PORTLAND, Ore. -

A Bend man was sentenced Tuesday to six months home confinement, repayment of more than $176,000 to Social Security and other conditions for collecting 17 years of fraudulent disability benefits.

Prosecutors said Richard Todd Rawlins, 55, a Bend real estate agent, received the payments while he not only worked but played golf, fished, went hunting and took a cross-country motorcycle trip, The Oregonian reported.

Rawlins began collecting disability after a 1988 plane crash left him with severe burns over 70 percent of his body. But he also returned to real estate work, claiming in a 1998 home refinance that he earned $12,300 per month, according to bank papers obtained by federal agents.

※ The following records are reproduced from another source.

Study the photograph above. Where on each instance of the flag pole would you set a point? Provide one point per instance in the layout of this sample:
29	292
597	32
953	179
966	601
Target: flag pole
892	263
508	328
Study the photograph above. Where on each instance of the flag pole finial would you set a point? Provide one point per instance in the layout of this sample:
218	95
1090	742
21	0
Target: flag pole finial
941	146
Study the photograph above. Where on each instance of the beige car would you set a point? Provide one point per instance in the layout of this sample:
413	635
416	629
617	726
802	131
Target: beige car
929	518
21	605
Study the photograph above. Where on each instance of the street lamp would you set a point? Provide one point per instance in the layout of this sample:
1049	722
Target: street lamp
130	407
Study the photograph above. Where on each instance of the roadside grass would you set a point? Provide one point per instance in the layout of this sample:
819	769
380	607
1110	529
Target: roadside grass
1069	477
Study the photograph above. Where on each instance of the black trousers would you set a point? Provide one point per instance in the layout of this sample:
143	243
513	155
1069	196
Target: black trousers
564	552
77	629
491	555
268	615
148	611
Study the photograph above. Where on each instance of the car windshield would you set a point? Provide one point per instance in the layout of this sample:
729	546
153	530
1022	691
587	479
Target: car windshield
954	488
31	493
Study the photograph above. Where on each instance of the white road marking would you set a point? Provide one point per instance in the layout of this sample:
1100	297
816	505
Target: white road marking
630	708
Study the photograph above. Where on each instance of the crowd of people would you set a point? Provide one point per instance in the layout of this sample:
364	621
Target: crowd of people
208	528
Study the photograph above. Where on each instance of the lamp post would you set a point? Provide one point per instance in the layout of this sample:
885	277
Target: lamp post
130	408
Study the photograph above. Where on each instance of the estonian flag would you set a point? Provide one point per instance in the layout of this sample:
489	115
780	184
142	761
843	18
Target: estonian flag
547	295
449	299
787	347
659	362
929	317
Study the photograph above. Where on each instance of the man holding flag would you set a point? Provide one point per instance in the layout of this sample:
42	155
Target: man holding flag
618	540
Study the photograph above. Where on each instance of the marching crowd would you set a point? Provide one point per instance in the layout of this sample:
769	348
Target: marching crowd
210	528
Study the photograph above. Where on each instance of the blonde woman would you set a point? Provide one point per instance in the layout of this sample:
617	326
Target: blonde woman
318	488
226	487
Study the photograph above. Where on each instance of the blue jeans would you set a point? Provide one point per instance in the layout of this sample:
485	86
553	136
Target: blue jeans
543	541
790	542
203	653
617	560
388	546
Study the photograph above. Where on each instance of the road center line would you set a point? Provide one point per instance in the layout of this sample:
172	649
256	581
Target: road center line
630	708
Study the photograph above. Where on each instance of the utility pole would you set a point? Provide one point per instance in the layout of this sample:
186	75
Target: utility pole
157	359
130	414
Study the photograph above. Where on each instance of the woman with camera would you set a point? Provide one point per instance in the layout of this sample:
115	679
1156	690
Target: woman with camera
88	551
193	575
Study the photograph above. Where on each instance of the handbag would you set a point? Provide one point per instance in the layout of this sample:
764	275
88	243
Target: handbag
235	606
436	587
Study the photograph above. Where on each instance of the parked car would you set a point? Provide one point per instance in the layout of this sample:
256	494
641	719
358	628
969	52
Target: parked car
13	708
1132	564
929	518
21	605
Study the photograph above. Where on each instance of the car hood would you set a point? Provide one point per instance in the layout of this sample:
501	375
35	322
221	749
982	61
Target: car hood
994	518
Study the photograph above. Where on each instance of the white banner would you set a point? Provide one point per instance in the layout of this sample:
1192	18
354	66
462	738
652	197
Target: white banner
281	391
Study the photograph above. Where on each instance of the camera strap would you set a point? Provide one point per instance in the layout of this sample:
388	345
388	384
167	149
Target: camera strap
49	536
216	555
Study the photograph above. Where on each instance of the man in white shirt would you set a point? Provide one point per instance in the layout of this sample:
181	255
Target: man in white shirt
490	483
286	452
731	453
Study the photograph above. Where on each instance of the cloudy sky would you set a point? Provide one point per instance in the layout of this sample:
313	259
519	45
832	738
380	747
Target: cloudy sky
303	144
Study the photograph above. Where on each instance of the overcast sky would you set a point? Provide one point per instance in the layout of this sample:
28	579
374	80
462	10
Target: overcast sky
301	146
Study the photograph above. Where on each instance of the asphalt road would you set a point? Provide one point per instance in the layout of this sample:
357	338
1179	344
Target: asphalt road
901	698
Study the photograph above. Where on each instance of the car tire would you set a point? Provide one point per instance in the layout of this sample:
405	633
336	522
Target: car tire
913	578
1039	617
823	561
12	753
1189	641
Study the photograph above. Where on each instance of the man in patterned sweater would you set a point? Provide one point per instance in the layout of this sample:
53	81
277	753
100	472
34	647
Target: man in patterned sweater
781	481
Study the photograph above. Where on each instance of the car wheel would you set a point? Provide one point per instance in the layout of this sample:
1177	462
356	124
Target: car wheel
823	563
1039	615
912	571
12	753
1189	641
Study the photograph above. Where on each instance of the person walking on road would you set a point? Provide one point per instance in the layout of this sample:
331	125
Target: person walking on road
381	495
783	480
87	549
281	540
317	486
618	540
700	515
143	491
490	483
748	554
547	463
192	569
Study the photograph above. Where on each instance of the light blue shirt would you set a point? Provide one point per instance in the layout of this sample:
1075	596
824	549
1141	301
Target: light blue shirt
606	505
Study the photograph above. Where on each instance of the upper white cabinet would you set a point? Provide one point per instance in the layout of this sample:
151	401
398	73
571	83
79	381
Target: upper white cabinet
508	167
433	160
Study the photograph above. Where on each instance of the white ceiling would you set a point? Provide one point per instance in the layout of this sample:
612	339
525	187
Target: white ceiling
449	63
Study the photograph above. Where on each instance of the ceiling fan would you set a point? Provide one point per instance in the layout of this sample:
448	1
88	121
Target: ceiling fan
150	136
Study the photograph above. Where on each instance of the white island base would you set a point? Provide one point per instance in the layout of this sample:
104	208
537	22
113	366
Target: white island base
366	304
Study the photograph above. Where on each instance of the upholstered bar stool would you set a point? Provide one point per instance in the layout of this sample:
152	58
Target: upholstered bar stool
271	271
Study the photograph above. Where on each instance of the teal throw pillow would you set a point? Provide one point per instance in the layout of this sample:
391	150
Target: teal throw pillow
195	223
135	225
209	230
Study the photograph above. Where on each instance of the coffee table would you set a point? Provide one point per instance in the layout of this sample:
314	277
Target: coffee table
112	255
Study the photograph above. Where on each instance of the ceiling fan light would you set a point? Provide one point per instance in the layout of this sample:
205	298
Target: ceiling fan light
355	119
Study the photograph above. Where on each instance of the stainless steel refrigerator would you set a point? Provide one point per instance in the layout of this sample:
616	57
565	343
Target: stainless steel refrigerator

The newspaper said investigators discovered that he had renewed his pilot's license (after passing extensive medical exams) and got hunting and fishing licenses, while receiving the payments.

A 2010 Social Security review of his eligibility found Rawlins had failed to disclose his real estate earnings and his pay as property manager at Cascade Meadow Ranch in Sisters, also failing to report the ranch earnings on federal tax returns.

A prosecutor urged U.S. District Judge Robert E. Jones to send Rawlins to prison for theft of government funds, while his defense lawyer asked for probation.

Instead, the judge sentenced Rawlins to six months of home confinement, five years of probation and 100 hours of community service, and to repay $176,607 in fraudulent benefits.

Assistant U.S. Attorney Helen L. Cooper. told the newspaper Rawlins took advantage of a program aimed at putting people back on their feet, and received benefits "much, much longer than he was entitled."